This week, a report conducted by IHS-Global was published in the journal Movement Disorders, providing the most comprehensive, economic analysis to date of the direct and indirect costs of Parkinson’s disease to individuals and society in the United States. (In full disclosure, it was underwritten by the Pharmaceutical Research and Manufacturers of America).
While certain premises within the report – most notably, the estimate of the overall prevalence of Parkinson’s in the United States, which is probably on the low side – may be uncertain, most of the numbers are well thought through and carefully applied to the known data.
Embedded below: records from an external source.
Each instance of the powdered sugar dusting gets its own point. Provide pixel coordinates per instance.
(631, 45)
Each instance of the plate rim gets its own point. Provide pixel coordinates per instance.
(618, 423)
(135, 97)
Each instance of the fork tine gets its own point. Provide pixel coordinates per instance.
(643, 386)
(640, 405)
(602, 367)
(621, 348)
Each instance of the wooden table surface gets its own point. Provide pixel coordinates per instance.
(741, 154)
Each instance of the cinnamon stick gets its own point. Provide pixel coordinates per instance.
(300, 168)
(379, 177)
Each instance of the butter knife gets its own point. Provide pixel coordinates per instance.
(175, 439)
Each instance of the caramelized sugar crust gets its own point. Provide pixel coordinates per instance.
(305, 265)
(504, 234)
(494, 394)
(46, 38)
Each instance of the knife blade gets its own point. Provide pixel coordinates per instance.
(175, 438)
Implications for Research Funding
The Parkinson’s community – through a statement prepared by Amy Comstock Rick, CEO of the Washington-based Parkinson’s Action Network, and co-signed by the other leading Parkinson’s organizations, including the Parkinson’s Disease Foundation– has correctly noted that the main policy implication of the study is that we as a society should be prepared to invest more money on the “front end” of the process – that is, in research aimed at understanding, easing and ultimately eliminating Parkinson’s disease – to save the medical, maintenance and lost-earnings costs of the on the “back end.”
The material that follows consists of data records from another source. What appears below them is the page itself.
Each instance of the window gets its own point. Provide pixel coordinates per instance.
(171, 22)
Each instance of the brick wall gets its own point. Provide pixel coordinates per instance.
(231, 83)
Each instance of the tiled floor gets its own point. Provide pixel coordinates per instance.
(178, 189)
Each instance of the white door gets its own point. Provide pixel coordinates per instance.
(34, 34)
It is striking to reflect, as Amy’s statement makes clear, that the estimated total of research funds invested directly on Parkinson’s-disease related research is a mere one percent of the annual economic “burden” of the disease, as estimated by IHS. It needs to be more.
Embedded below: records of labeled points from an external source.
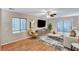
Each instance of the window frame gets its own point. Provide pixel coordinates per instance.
(20, 30)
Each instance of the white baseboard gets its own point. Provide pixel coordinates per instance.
(14, 41)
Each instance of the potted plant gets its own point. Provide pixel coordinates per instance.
(49, 27)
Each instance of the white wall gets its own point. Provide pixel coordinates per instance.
(6, 27)
(0, 29)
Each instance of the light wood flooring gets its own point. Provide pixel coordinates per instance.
(28, 45)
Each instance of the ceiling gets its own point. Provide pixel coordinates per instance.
(39, 12)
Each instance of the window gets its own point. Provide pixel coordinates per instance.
(18, 25)
(64, 26)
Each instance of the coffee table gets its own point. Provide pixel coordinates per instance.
(75, 46)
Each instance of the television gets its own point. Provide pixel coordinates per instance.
(41, 23)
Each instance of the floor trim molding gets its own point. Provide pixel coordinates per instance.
(14, 41)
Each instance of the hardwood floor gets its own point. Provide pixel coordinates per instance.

A Key Issue: Nursing Home Care
The report also raises the issue of high cost of health care for people with Parkinson’s. Since much of this is for areas that are not covered by most Medicare and most private insurance plans, the burden of these costs falls primarily on individuals with Parkinson’s and their families. One of the most striking statistics in the IHS report is the burden of nursing home care, estimated by the authors as a whopping $4.6 billion dollars a year – almost three times the cost of hospital care for the same population. (It is worth noting that if study indeed underestimates how many people live with Parkinson’s in the US, these costs are in fact higher.) Nursing home care, like many other areas of care needed by people who live with a chronic disease like Parkinson’s, is generally poorly covered, and the literature abounds with stories of families who find themselves forced to go on Medicaid to take get support for a family member who is afflicted. Simply put, a humane society needs to do a better job in providing for the needs of people afflicted by chronic disease.
We congratulate the authors on their contribution and hope it will enliven the national conversation about public support of research and care for Parkinson’s and other chronic diseases.